Domeneshop is our domain registrar. They’re a Norwegian company based in Oslo and the largest provider of .no domains. They’ve been around since 1996 and are ICANN-accredited.

bunny.net

bunny.net provides DNS. They’re a Slovenian company. In the future, they’ll provide CDN, too.

Nebius

Nebius provides AI compute for the familiar.systems AI features. Nebius B.V. is a Dutch company with data centers in Finland and France.

Nebius was chosen for three reasons: zero log retention, being an EEA-based neocloud (not a US hyperscaler subsidiary), and running open source models. Your session transcripts and campaign data are never stored on their side.

mailbox.org

mailbox.org handles sending and receiving non-transactional emails (the hello@loreweaver.no address). They’re a German company focused on privacy.

This is the “regular email” provider, not the marketing email system. Support inquiries, business communication, that sort of thing. mailbox.org was chosen because it’s EU-based, privacy-focused, and has fair and reasonable pricing.

What’s Missing

EU-based git forge

We have one very explicit U.S. dependency - GitHub. GitHub hosts the source code and CI/CD. There is no serious EU-based alternative for a Git forge.

Beyond that, there are social network effects. Having a place for users to have open discussions with one another is important. “I want this feature,” or “could you please change how this bit works?” There are no good, slow-moving, EU-only alternatives. The era of forums is over, unfortunately. Discord’s discussion is closed off from the world (and it’s a U.S. company to boot).

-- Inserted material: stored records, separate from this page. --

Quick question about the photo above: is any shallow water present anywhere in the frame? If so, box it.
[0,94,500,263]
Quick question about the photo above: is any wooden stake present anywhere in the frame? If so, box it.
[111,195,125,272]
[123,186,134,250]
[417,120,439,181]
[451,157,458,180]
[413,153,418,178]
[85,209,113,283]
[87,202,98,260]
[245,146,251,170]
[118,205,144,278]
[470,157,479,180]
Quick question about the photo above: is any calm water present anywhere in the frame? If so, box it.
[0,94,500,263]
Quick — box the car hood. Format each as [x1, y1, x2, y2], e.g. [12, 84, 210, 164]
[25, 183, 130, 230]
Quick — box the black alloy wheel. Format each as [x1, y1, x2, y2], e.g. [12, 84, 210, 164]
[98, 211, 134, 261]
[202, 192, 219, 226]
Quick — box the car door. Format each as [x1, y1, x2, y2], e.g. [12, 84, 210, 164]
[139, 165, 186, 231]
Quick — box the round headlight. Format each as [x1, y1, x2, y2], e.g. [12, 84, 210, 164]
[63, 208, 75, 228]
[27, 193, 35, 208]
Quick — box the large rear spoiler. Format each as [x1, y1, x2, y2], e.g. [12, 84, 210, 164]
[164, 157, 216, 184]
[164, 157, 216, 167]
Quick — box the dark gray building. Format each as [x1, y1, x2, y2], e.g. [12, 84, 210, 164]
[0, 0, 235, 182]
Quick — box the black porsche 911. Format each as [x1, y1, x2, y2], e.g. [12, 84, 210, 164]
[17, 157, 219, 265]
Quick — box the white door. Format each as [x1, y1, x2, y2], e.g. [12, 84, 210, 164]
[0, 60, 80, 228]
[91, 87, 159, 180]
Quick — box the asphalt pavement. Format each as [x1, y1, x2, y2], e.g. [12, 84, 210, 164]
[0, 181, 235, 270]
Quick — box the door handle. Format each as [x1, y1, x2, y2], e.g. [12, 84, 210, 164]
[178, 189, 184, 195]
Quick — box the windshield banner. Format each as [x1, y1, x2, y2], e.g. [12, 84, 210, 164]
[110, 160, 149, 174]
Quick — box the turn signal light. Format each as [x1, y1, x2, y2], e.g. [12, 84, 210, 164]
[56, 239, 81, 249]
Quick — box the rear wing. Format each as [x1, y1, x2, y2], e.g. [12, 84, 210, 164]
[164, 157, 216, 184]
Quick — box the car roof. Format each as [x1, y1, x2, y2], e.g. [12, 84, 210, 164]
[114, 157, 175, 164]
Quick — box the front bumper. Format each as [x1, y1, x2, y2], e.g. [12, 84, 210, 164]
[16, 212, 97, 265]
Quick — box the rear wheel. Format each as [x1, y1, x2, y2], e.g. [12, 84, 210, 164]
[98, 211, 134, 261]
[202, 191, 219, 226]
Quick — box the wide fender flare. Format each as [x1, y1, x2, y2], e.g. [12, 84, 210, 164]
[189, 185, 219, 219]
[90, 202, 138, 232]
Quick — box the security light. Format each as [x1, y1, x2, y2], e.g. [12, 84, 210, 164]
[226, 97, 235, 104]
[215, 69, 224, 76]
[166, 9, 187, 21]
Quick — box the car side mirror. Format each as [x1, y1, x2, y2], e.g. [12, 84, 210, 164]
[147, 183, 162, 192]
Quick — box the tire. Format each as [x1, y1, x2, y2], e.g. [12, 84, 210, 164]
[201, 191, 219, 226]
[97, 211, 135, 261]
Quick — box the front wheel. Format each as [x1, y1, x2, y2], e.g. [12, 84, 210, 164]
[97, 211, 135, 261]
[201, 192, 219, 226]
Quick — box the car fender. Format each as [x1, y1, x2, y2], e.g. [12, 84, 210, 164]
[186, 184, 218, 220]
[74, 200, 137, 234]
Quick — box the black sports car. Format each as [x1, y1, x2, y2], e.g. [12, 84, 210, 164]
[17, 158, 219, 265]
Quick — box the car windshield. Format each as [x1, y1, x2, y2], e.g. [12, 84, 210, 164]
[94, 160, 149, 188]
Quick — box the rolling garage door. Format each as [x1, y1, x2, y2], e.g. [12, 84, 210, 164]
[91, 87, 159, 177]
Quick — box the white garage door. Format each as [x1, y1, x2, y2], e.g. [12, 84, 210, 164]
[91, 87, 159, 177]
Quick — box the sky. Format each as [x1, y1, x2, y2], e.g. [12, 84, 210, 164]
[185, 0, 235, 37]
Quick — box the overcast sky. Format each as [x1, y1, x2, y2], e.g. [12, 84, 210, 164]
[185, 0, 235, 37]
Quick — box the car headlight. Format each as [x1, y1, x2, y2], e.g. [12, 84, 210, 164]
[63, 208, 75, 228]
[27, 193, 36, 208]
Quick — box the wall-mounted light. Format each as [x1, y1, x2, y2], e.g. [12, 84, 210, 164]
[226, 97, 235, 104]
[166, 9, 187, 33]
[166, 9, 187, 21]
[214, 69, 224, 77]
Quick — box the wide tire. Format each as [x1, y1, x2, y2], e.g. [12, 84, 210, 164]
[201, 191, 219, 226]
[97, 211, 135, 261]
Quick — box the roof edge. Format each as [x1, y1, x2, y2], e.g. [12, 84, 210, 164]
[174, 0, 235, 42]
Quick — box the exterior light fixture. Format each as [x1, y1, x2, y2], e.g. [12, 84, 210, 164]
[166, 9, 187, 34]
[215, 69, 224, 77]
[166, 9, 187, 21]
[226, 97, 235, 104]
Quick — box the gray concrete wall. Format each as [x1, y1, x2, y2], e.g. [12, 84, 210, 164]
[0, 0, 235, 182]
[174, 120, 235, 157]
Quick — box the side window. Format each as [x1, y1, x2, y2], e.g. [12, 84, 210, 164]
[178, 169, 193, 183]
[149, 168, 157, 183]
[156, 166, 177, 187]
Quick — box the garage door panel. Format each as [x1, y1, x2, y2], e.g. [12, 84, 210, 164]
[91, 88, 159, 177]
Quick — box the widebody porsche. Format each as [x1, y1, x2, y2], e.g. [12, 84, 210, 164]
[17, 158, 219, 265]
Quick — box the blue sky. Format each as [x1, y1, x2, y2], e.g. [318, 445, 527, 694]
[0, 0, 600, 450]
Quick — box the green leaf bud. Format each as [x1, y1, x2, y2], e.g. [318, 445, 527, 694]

If this changes, we’ll migrate.

Branching databases

A branching database lets users create branches of their databases on request. New pull requests can then have preview environments allowing developers to test the entire site all at once without impacting production. When the pull request is merged, the branch, and the associated data for that branch, is deleted.

There are no easily usable EU-sovereign branching databases. Certainly none that I’m comfortable with.

  • simplyblock/vela is an open-source, self-hostable serverless PostgreSQL database built by Simplyblock GmbH. I am not comfortable with running and managing this on my own.
  • Managed vela is vela managed by Simplyblock but it’s only available on American hyper-scalers and the pricing is opaque. I’m not interested in talking to sales because I’m not interested in negotiating. Tell me the best price you can offer and I’ll choose if it’s worth it.
  • neon.tech is a serverless PostgreSQL database. It’s US-based.
  • turso.tech are the people behind libSQL and turso. They’re an American company. Their copy-on-branch model for SQLite is what we based our database strategy on but they are AWS-only right now with no EU-based alternatives.

Our workaround is using a database-per-campaign strategy via libSQL and copy-on-deploy preview environments via k3s.